A fresh pillow lay on the only other chair in the room. He could, by taking a step, lift it, press it to her face firmly and end her pain in a few minutes. He took the step, he lifted the pillow off the chair and returned to his seat, but suppose she struggled, suppose, in spite of her pain and her cavernous loss of consciousness she still instinctively and tenaciously loved what remained of her life; suppose she regained consciousness long enough to see that her son was a matricide. These were Nailles's memories at the breakfast table.

Nellie was not the sort of hostess who, greeting you at a dinner party, would get her tongue halfway down your throat before you'd hung up your hat. She was winsome. She wore lace that morning and smelled of carnations. She was a frail woman with reddish hair whose committee work, flower arrangements and moral views would have made the raw material for a night-club act. She was interested in the arts. She had painted the three pictures in the dining room. The canvas came printed with a maze of blue lines like a geodetic survey map.
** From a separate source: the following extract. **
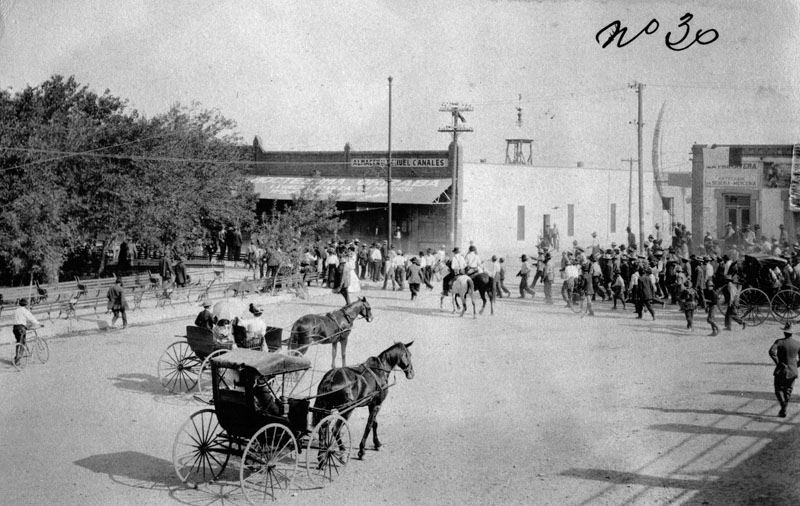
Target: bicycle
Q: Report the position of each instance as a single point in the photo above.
(34, 345)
The areas within the lines were numbered-one for yellow, two for green and so forth- and by following the instructions carefully she was able to raise, on the lifeless cloth, the depth and brilliance of an autumn afternoon in Vermont or (over the sideboard) Gainsborough's portrait of the daughters of Major Gillespie. This was vulgar and she guessed as much, but it pleased her. She had recently enrolled-genuinely curious and anxious to be informed-in a class on the modern theater. One of her assignments had been to go to New York and report on a play that was being performed in the Village. She had planned to go with a friend but her friend was taken sick and she made the journey alone.